My son had a stricture that had to be surgically removed, BUT... we had his GI, his surgeon, and a radiologist all looking at two MRE's over the course of two years to determine if it was really necessary to remove the stricture. Surgery is a big deal. The tricky part is determining whether it's from inflammation or from scar tissue. If it's inflammation, it can be treated with meds first. If it's scar tissue, then it will most likely need surgery. In my son's case, all three doctors agreed that it was scar tissue, so surgery was needed. I stress the three doctors because each has their expertise and surgery shouldn't be taken lightly.

That being said, to answer your other questions, they intended to go in laprascopically and did, but then had to switch. He has a three inch scar through his "new" belly button. He had 10" of small intestine removed and was in the hospital for 6 days. Full recovery took 6 weeks.

In my son's case, he continued Pentasa after surgery, but flared again two months after surgery because, well, basically Penasa doesn't do squat for Crohn's and I wasn't educated enough to know better. He was then put on Aza and it wasn't strong enough for him. He switched to Remicade six months after that flare.

Does your son have a 504 plan? If not, he should. It will help a lot with getting accommodations at school. Ours includes tutoring if out for more than 14 days. Things like that. Search CCFA's site for their 504 information.

I hope he feels better soon!

 

[Tesscorm]

My son has also had a number of MREs - they are a part of standard testing for crohns. Having the test scheduled, in itself, does not mean there are complications. But, it will show them if there is. It will also be used as a baseline to determine how well treatment is working. My son also had inflammation and some thickening but didn't require surgery.

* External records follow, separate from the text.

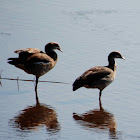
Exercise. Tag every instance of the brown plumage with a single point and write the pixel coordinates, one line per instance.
(36, 62)
(100, 76)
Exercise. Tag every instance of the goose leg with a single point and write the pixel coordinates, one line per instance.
(100, 94)
(36, 83)
(37, 101)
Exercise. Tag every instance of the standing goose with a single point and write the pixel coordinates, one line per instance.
(99, 76)
(34, 61)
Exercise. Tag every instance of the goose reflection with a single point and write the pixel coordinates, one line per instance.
(33, 117)
(99, 119)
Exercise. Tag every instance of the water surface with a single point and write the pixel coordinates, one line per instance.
(87, 32)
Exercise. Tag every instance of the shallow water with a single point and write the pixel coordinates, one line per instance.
(87, 32)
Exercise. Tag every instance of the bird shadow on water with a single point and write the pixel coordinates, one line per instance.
(34, 117)
(98, 120)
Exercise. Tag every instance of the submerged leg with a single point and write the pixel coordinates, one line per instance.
(36, 83)
(100, 94)
(37, 101)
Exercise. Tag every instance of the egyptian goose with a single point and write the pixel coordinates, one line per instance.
(34, 61)
(100, 76)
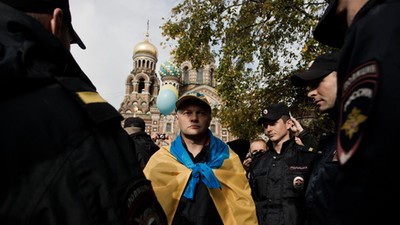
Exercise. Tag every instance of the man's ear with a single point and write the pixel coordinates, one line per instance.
(56, 22)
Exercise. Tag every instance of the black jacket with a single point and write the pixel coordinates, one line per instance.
(278, 200)
(321, 186)
(145, 147)
(369, 110)
(64, 158)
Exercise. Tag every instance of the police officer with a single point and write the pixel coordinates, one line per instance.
(64, 158)
(278, 177)
(321, 79)
(369, 108)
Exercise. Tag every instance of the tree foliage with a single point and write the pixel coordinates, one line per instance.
(258, 45)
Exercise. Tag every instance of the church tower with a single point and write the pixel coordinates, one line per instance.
(143, 85)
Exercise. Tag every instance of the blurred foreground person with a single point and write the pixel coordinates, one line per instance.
(64, 158)
(368, 33)
(321, 79)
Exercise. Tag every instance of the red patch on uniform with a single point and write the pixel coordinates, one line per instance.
(358, 92)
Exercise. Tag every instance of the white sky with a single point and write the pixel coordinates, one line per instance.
(110, 31)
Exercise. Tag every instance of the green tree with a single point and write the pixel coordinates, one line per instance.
(258, 44)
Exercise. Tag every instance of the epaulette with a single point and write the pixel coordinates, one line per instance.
(97, 108)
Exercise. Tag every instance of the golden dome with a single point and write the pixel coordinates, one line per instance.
(145, 47)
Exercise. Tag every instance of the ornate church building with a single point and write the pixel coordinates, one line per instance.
(143, 85)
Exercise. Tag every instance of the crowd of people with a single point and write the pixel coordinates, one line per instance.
(69, 160)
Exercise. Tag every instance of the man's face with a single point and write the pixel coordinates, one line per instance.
(324, 92)
(193, 120)
(277, 131)
(257, 146)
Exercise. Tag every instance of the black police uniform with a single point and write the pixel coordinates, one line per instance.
(272, 179)
(321, 186)
(64, 158)
(369, 97)
(145, 147)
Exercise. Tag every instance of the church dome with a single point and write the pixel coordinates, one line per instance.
(169, 69)
(145, 47)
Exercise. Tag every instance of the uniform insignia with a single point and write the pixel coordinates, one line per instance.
(351, 125)
(298, 183)
(358, 92)
(89, 97)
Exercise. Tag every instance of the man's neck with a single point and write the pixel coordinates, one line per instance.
(195, 144)
(278, 144)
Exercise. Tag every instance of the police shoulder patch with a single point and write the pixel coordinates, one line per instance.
(358, 88)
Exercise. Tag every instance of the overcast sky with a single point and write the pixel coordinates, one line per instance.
(110, 31)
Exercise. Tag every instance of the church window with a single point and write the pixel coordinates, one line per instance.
(212, 128)
(168, 127)
(141, 85)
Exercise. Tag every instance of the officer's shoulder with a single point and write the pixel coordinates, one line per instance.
(89, 100)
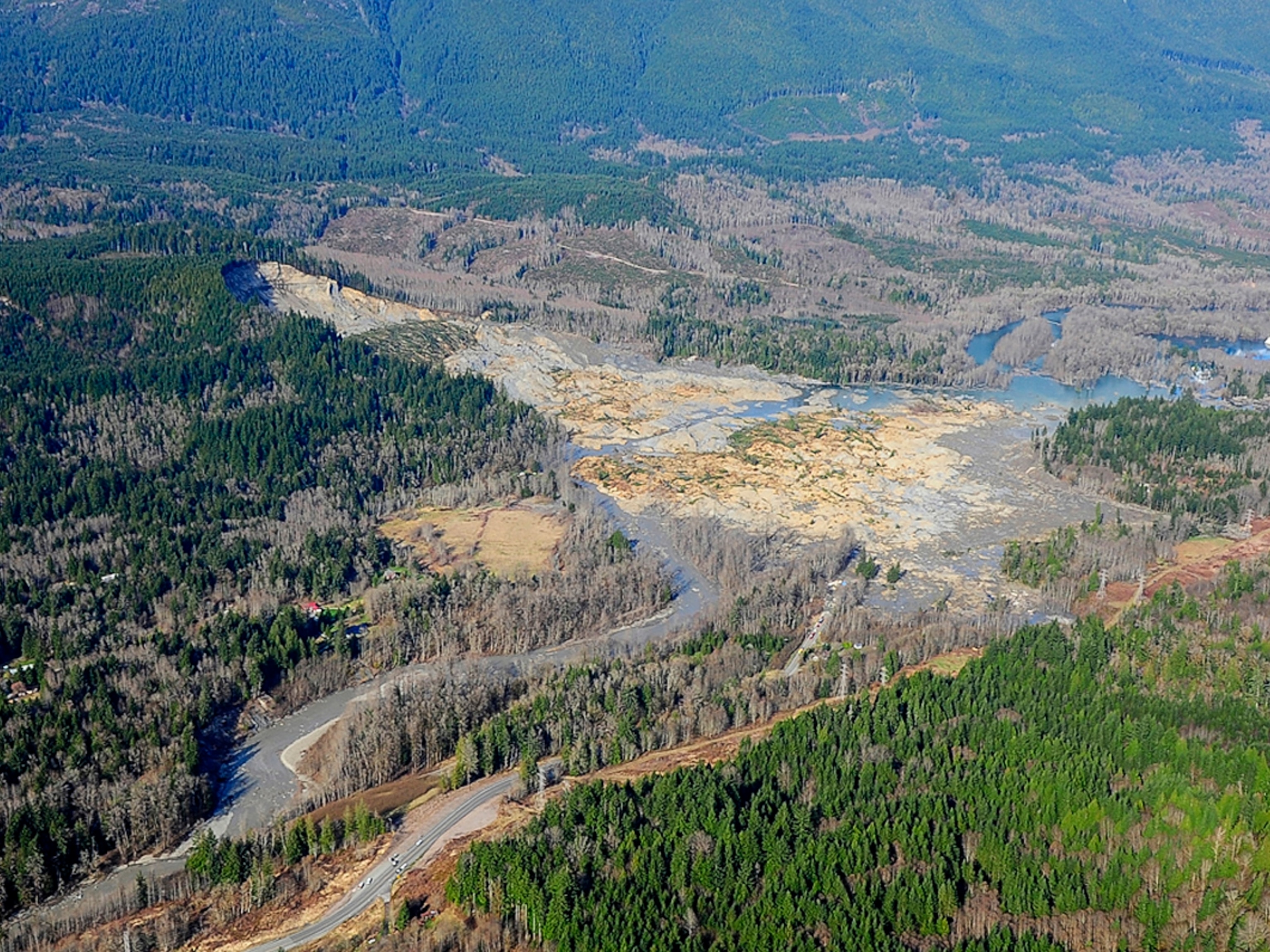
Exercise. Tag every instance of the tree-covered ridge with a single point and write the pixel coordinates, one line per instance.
(545, 83)
(836, 352)
(173, 466)
(1043, 783)
(1177, 456)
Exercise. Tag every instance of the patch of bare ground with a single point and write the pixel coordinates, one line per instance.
(884, 473)
(305, 893)
(285, 288)
(515, 540)
(411, 791)
(1194, 562)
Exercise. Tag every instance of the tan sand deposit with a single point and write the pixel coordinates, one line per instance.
(879, 473)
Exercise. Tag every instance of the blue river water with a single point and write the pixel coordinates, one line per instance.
(1253, 350)
(982, 346)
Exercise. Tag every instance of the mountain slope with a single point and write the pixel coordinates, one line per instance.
(1089, 79)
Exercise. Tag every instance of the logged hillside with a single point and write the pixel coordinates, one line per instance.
(1048, 791)
(404, 88)
(176, 471)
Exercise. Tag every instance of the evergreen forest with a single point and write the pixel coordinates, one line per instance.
(1058, 790)
(168, 460)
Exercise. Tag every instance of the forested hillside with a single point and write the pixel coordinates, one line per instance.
(1055, 789)
(1178, 456)
(399, 88)
(174, 470)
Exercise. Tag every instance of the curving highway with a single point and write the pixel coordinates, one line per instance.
(257, 785)
(377, 886)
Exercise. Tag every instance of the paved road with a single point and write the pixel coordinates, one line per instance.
(258, 786)
(813, 633)
(377, 886)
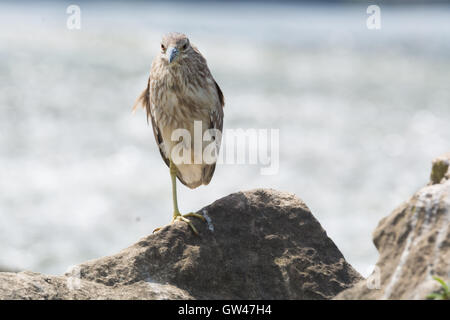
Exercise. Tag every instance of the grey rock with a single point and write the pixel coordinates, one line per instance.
(260, 244)
(413, 243)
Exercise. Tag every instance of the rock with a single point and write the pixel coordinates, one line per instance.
(414, 244)
(260, 244)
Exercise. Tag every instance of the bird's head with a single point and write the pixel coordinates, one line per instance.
(175, 47)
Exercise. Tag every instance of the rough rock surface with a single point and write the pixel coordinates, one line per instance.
(414, 244)
(260, 244)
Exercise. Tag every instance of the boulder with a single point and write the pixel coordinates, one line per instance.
(413, 243)
(260, 244)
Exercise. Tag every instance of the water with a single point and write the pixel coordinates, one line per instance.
(361, 115)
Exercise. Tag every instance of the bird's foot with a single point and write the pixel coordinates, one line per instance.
(179, 217)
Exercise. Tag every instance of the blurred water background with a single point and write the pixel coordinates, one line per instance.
(361, 115)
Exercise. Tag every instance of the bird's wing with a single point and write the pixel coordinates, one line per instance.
(144, 101)
(216, 122)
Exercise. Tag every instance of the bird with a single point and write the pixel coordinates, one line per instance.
(181, 91)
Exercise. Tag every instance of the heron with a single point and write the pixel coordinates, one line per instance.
(181, 92)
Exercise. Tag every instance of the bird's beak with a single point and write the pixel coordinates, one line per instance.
(172, 53)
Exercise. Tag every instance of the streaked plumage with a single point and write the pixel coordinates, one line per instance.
(177, 94)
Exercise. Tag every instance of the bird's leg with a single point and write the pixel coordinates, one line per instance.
(177, 216)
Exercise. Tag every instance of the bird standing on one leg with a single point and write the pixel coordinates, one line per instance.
(180, 91)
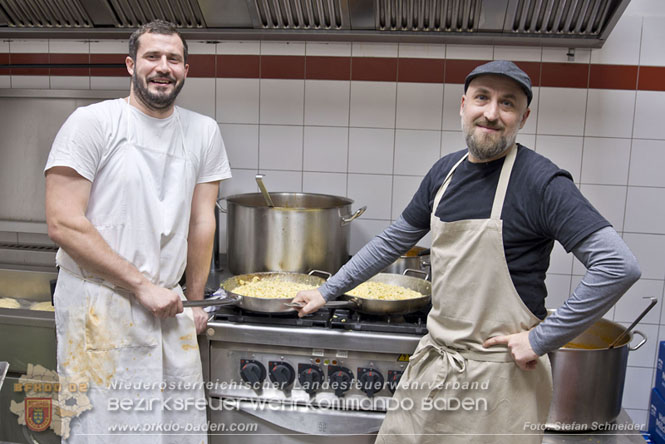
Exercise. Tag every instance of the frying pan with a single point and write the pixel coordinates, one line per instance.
(257, 304)
(388, 307)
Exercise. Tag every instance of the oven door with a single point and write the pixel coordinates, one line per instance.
(248, 422)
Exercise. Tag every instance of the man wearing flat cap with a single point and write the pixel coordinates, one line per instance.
(481, 374)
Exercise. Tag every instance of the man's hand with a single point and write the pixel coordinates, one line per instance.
(520, 349)
(311, 299)
(159, 301)
(200, 319)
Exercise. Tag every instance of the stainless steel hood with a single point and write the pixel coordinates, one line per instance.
(567, 23)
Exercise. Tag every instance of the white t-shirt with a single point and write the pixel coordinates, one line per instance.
(143, 172)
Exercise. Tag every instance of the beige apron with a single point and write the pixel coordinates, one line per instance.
(454, 390)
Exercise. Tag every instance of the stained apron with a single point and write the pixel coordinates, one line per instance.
(106, 338)
(454, 390)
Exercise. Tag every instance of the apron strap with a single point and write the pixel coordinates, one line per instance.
(502, 186)
(446, 182)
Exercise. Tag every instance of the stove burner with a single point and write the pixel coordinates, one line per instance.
(412, 323)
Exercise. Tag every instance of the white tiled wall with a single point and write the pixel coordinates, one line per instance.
(374, 141)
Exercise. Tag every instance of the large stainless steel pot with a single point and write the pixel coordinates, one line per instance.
(301, 232)
(589, 377)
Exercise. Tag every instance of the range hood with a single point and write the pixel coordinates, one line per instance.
(566, 23)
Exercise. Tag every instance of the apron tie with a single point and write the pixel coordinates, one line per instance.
(454, 358)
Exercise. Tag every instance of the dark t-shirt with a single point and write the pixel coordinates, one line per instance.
(542, 205)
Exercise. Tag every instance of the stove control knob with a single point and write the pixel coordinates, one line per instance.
(310, 377)
(370, 380)
(340, 379)
(281, 374)
(252, 372)
(393, 379)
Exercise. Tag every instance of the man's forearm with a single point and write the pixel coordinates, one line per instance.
(81, 240)
(611, 270)
(199, 253)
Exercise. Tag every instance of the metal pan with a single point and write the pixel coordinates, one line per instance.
(385, 307)
(257, 304)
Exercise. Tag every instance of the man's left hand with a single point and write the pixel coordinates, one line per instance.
(520, 349)
(200, 319)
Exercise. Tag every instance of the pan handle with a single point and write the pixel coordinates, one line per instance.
(420, 272)
(348, 219)
(227, 300)
(341, 304)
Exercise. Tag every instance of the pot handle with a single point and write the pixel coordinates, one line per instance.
(356, 215)
(641, 343)
(219, 205)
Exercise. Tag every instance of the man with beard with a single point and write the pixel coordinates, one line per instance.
(481, 374)
(131, 186)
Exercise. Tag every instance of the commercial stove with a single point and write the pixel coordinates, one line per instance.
(327, 377)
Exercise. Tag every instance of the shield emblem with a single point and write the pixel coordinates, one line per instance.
(38, 413)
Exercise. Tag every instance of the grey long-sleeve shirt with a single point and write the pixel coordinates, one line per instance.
(611, 270)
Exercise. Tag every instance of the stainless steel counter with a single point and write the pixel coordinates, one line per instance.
(621, 432)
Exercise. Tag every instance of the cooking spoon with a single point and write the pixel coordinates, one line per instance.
(264, 191)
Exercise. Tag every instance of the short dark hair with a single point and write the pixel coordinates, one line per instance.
(156, 27)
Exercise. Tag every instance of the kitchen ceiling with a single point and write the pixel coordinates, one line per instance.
(565, 23)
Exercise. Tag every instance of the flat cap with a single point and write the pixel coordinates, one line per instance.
(503, 68)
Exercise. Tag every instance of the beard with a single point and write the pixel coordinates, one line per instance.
(155, 101)
(486, 146)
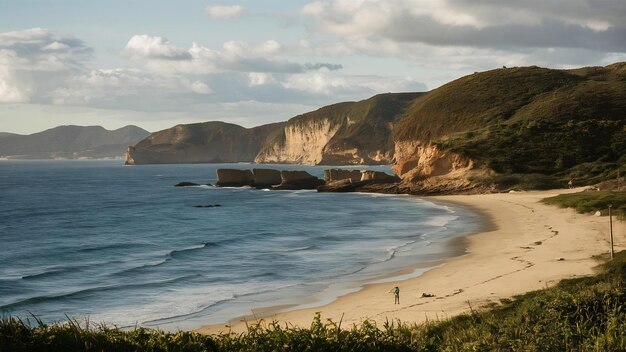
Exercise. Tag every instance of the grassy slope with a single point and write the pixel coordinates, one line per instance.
(579, 314)
(550, 124)
(588, 202)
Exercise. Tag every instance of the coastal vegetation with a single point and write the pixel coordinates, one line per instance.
(577, 314)
(535, 128)
(589, 202)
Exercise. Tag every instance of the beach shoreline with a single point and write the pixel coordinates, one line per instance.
(523, 245)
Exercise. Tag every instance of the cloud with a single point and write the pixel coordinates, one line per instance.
(35, 61)
(583, 24)
(320, 65)
(200, 88)
(154, 47)
(160, 55)
(225, 11)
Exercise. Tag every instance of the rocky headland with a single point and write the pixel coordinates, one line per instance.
(71, 142)
(492, 131)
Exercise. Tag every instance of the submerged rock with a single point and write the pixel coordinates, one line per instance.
(185, 184)
(368, 175)
(333, 175)
(266, 177)
(234, 178)
(298, 180)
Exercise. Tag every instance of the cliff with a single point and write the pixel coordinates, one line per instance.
(71, 142)
(209, 142)
(340, 134)
(525, 127)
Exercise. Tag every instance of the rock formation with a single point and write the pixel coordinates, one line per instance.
(266, 177)
(234, 178)
(502, 128)
(298, 180)
(346, 133)
(71, 142)
(333, 175)
(209, 142)
(377, 176)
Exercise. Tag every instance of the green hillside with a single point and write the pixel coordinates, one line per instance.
(553, 124)
(365, 125)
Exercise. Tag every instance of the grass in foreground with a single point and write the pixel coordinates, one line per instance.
(585, 314)
(592, 201)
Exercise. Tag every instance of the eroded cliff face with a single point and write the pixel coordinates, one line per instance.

As for the back pain, my son also had back pain for months prior to diagnosis. He did have lower back pain but, at times, also in the upper back. As this began prior to dx (or any crohns symptoms), we assumed it was related to hockey injuries, slouching, a growth spurt, etc. and his ped suggested he take advils before/after games and practices. In hindsight, I don't know why I thought it was okay for a 16 year old to be taking so many advils for so long. (And, I often wonder if this is what triggered his first crohns flare.)

But, once diagnosed with crohns, his GI had him seen by a rheumatologist and all was clear. I was told it might have been referred pain due to the intestinal inflammation (or completely unrelated :ybatty. Once his crohns was under control, his back pain disappeared as well. I completely agree with Maya in that the back pain should be looked at but it may also clear up once his crohns is under control. In the meantime, my son found that Tiger Balm ointment helped lessen the back pain.

One note though, as your son has been diagnosed with crohns, he should not take any NSAIDs (advils, ibuprofens, etc.) which can cause intestinal ulcers, etc. Tylenol is okay. I'd also be careful with anti-inflammatory gels (as they are also a form of nsaids) - while my son's GI has allowed use of these for injuries, we were told to use them sparingly.